Mas... não falemos nas perseguições, porque os perseguidores desaparecem, e Deus continua vencendo até os dias de hoje.

Mais ou menos trezentos anos depois da destruição da imagem milagrosa de Walsingham, começou o movimento de Oxford, que visava o florescimento da fé católica na Ilha, e, com esse movimento, foi pouco a pouco renascendo a veneração da SS. Virgem Maria; com este fim uniram-se os veneradores de Nossa Senhora em 1848; em 1880 nasceu a Confraria das Filhas de Maria, em 1904 a Liga de Nossa Senhora, e nos anos seguintes muitas outras organizações semelhantes.

Em 1921 resolveram mandar fazer uma cópia da antiga imagem, e, como a antiga capela estava ainda como a tinham deixado depois da pilhagem, colocaram a imagem na igreja paroquial.




E assim começou a aumentar a devoção a Nossa Senhora, começando também dentro em pouco as romarias a serem organizadas regularmente.

Poucos anos depois foi necessário aumentar a igreja, e por isso resolveram reconstruir a "Santa Casa" segundo o modelo e o tamanho da primitiva, encerrando-a, porém, numa construção maior.

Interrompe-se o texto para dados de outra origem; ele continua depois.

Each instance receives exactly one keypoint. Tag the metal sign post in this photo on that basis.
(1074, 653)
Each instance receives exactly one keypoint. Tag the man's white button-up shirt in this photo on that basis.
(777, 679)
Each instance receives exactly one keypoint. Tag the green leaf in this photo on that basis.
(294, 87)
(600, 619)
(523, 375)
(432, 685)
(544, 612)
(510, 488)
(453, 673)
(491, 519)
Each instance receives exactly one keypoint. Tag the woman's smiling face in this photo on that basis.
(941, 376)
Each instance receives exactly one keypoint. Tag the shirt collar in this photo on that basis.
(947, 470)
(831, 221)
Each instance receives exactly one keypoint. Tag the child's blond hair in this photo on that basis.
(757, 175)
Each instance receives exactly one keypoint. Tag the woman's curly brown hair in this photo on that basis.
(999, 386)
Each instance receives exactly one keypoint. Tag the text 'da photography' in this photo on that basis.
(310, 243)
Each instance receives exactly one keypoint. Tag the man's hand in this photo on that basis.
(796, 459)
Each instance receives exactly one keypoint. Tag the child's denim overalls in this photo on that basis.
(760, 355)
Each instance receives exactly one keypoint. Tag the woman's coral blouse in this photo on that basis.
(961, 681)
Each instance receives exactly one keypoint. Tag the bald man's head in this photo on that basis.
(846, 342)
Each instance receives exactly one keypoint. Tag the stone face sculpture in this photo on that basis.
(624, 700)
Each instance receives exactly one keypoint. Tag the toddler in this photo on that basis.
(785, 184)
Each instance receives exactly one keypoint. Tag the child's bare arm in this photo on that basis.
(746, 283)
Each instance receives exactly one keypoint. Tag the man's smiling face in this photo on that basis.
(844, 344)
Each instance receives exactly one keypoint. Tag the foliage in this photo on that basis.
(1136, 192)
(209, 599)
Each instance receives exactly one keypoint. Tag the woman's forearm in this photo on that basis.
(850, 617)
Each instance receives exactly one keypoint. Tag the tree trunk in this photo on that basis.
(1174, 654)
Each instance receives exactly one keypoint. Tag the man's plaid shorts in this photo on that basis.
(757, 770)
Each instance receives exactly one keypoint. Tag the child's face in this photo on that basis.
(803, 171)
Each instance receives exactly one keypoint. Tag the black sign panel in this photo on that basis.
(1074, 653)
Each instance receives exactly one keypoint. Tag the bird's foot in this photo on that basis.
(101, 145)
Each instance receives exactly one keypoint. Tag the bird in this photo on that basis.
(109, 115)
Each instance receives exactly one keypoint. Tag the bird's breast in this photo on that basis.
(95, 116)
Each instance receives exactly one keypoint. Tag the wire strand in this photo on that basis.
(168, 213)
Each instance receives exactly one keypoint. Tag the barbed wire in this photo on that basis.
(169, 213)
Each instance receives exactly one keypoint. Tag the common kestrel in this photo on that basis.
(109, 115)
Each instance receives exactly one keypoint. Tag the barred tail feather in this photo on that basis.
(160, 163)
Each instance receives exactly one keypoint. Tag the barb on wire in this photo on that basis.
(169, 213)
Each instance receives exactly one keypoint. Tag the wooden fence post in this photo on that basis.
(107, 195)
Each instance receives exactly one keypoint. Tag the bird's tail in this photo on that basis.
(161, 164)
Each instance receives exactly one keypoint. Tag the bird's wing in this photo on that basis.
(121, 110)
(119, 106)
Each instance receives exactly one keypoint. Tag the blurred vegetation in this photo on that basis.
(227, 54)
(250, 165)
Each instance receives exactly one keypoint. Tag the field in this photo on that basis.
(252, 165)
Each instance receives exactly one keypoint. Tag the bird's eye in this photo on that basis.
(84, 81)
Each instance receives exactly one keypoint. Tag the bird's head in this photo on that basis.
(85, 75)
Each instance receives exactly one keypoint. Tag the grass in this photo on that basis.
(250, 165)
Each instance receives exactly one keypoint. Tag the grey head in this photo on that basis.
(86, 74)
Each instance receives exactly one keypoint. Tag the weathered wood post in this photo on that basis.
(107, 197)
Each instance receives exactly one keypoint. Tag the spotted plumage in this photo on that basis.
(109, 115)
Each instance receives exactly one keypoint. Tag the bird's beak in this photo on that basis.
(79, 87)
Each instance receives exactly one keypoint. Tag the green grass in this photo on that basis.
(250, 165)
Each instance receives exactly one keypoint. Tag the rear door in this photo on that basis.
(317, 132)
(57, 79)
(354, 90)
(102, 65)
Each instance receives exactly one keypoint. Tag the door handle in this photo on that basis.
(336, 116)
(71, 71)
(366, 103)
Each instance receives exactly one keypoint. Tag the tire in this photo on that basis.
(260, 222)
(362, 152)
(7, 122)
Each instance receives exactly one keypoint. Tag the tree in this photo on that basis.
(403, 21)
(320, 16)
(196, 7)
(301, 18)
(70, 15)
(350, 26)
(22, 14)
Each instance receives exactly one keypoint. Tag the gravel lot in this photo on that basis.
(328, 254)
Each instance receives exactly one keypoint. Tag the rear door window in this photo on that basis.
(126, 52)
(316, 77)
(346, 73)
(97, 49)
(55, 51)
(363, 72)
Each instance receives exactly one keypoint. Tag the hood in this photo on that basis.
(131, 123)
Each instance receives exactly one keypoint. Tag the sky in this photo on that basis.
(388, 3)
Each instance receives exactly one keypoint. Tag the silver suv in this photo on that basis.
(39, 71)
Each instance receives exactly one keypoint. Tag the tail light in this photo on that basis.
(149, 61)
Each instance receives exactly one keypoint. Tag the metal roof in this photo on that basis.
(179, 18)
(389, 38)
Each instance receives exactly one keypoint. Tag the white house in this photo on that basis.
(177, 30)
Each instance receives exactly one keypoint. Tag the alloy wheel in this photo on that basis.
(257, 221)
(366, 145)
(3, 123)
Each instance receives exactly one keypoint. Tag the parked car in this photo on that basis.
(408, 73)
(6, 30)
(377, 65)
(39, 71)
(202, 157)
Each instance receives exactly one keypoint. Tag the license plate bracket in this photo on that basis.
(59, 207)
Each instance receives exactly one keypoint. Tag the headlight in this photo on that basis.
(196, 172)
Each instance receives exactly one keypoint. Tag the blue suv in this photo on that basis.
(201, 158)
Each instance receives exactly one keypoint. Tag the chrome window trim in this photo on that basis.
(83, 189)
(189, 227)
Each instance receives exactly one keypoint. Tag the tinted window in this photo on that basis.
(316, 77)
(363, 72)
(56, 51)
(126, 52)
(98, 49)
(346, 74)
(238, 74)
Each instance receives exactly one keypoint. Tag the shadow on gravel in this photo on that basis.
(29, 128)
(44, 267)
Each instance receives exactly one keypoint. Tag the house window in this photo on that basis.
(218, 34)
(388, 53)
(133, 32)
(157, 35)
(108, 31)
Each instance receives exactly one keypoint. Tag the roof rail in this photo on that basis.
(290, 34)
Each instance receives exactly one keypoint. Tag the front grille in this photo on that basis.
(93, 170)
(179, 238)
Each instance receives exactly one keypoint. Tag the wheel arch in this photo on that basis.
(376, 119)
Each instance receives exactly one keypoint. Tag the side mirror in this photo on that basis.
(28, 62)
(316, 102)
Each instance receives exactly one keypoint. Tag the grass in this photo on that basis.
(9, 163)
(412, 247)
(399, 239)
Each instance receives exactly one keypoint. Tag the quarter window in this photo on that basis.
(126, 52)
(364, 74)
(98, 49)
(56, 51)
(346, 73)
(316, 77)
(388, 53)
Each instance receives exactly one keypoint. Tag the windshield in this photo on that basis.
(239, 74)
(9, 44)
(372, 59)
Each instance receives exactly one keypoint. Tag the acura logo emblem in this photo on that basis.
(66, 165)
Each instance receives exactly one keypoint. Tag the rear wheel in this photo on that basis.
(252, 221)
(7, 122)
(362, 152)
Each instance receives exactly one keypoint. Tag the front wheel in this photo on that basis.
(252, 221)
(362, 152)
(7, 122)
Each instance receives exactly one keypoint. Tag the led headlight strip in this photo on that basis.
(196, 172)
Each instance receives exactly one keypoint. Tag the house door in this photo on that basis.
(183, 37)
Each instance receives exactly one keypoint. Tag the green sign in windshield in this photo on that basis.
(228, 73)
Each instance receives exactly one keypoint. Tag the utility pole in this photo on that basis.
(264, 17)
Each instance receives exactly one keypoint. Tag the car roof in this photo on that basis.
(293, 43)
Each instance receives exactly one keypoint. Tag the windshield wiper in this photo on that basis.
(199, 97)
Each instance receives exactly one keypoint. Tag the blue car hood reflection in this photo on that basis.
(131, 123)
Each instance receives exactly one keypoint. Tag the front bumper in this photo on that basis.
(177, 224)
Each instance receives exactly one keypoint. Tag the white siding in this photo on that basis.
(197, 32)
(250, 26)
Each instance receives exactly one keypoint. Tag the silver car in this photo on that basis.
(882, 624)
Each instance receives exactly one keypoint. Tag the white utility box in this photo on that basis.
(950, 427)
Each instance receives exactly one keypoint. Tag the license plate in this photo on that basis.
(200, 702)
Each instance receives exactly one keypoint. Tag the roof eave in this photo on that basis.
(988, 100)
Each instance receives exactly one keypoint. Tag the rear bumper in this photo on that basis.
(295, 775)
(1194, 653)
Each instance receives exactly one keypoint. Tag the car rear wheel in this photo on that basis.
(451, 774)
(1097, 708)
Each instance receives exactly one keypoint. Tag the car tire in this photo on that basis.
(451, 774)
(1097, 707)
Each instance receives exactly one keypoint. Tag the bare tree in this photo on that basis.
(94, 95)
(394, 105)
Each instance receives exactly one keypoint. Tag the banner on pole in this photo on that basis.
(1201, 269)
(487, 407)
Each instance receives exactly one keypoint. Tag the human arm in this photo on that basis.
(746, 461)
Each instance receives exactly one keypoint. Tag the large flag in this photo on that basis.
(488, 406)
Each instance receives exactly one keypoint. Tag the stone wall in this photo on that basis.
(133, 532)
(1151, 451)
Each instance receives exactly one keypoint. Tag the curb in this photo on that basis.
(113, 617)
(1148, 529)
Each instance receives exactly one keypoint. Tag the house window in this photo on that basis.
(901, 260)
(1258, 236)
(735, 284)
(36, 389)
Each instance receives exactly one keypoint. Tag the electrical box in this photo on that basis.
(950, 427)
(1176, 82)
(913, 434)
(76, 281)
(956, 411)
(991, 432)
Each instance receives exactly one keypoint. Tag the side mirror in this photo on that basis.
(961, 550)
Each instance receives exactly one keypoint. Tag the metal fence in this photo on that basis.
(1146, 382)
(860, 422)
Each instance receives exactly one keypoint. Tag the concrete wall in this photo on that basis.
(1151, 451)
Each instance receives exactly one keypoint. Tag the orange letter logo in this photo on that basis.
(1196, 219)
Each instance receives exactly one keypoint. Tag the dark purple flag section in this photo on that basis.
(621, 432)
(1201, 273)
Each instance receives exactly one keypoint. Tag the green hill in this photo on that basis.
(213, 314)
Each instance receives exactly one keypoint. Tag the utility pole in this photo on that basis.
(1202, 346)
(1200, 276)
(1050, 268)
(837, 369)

A obra foi começada em 1931, e em 1937 foi consagrada à igreja, que foi anexada ao antigo edifício. 


A devoção a Nossa Senhora de Walsingham foi-se tornando sempre mais intensa, e inúmeras foram as graças concedidas pela Mãe de Deus, tanto nos doentes como aos sãos, havendo também muitas conversões e muitas curas milagrosas.

Nossa Senhora de Walsingham é o título de Nossa Senhora mais amado e invocado na Inglaterra.

(Versão resumida do livro "Wallfahrtsorte Europas", quem desejar notícia mais detalhada consulte o livro "Walsingham, the History of a famous Shine!, de H. M. Sillett).

Fonte: Livro Maria e seus gloriosos títulos, de Edésia Aducci.